In mathematics, a function's domain is the set of all possible input values that won't lead to undefined conditions, such as division by zero. Let's take a deeper look at the provided algebraic equation, \( \frac{2}{4+x} = \frac{1}{2} + \frac{2}{x} \).
Here, the denominators, \( 4+x \) and \( x \), must not be zero, as dividing by zero is undefined. To identify these values, solve:

• \( 4+x = 0 \rightarrow x = -4 \)
• \( x = 0 \)

Thus, the domain of this equation includes all real numbers except \( x = -4 \) and \( x = 0 \). This is crucial before solving the equation, as it helps determine the values for which the function is valid.
Understanding the domain ensures accuracy and avoids misleading conclusions.

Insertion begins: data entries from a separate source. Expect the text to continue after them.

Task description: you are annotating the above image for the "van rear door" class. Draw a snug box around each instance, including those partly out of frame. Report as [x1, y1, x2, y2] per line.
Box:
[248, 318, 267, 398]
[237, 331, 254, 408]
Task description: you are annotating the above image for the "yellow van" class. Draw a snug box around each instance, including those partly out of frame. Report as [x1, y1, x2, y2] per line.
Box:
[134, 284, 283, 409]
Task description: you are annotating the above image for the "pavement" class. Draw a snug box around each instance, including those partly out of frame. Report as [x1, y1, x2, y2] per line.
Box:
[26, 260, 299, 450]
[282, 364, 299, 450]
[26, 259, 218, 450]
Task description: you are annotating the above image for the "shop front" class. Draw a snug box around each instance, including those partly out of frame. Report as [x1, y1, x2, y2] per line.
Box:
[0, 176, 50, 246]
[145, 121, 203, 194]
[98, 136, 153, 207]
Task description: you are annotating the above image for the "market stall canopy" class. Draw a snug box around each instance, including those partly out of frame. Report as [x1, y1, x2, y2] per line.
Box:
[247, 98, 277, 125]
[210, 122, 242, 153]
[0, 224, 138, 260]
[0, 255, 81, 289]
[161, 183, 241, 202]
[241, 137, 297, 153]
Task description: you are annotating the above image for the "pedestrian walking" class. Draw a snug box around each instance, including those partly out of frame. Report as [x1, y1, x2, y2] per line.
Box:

Simplifying algebraic expressions is a vital skill when tackling equations, particularly those with multiple components like fractions. In our step-by-step solution, we started by eliminating the fractions in \( \frac{2}{4+x} = \frac{1}{2} + \frac{2}{x} \) using the least common denominator (LCD), \( x(4+x) \).
By multiplying every term by the LCD, the equation becomes easier to manage as it removes the fractions:

• \( x(4+x) \times \frac{2}{4+x} = 2x \)
• \( x(4+x) \times \frac{1}{2} = \frac{x(4+x)}{2} \)
• \( x(4+x) \times \frac{2}{x} = 2(4+x) \)

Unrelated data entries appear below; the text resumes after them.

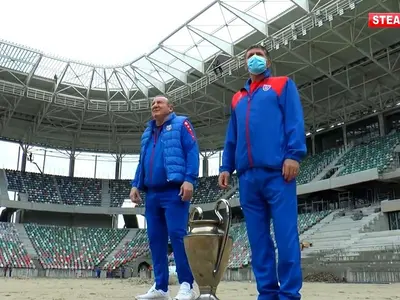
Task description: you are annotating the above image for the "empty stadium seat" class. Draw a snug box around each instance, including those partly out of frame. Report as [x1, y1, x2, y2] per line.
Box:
[25, 224, 128, 270]
[337, 132, 400, 176]
[296, 148, 344, 185]
[55, 176, 101, 206]
[104, 229, 149, 270]
[0, 222, 35, 269]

This process transforms the original equation into a polynomial equation that is simpler to manipulate.
After substitution, we combine and simplify terms, making the expression easier to analyze and solve. Simplification is essential to make complex problems more manageable and to focus on the core aspects of an equation.

A quadratic equation is a second-degree polynomial of the form \( ax^2 + bx + c = 0 \). In our exercise, after simplifying the expression, we encountered \( 0 = \frac{x^2}{2} + 2x + 8 \). This represents a quadratic equation where:

• \( a = \frac{1}{2} \)
• \( b = 2 \)
• \( c = 8 \)

Quadratic equations may have two solutions (real or complex), one solution, or no real solutions, determined using the discriminant \( b^2 - 4ac \).
To solve this equation, you'd typically isolate \( x \) by factoring, completing the square, or using the quadratic formula.
These solutions provide the specific values for \( x \) where the equation equates to zero.
Understanding and solving quadratic equations is key in algebra, since they frequently appear in various mathematical problems and real-world phenomena.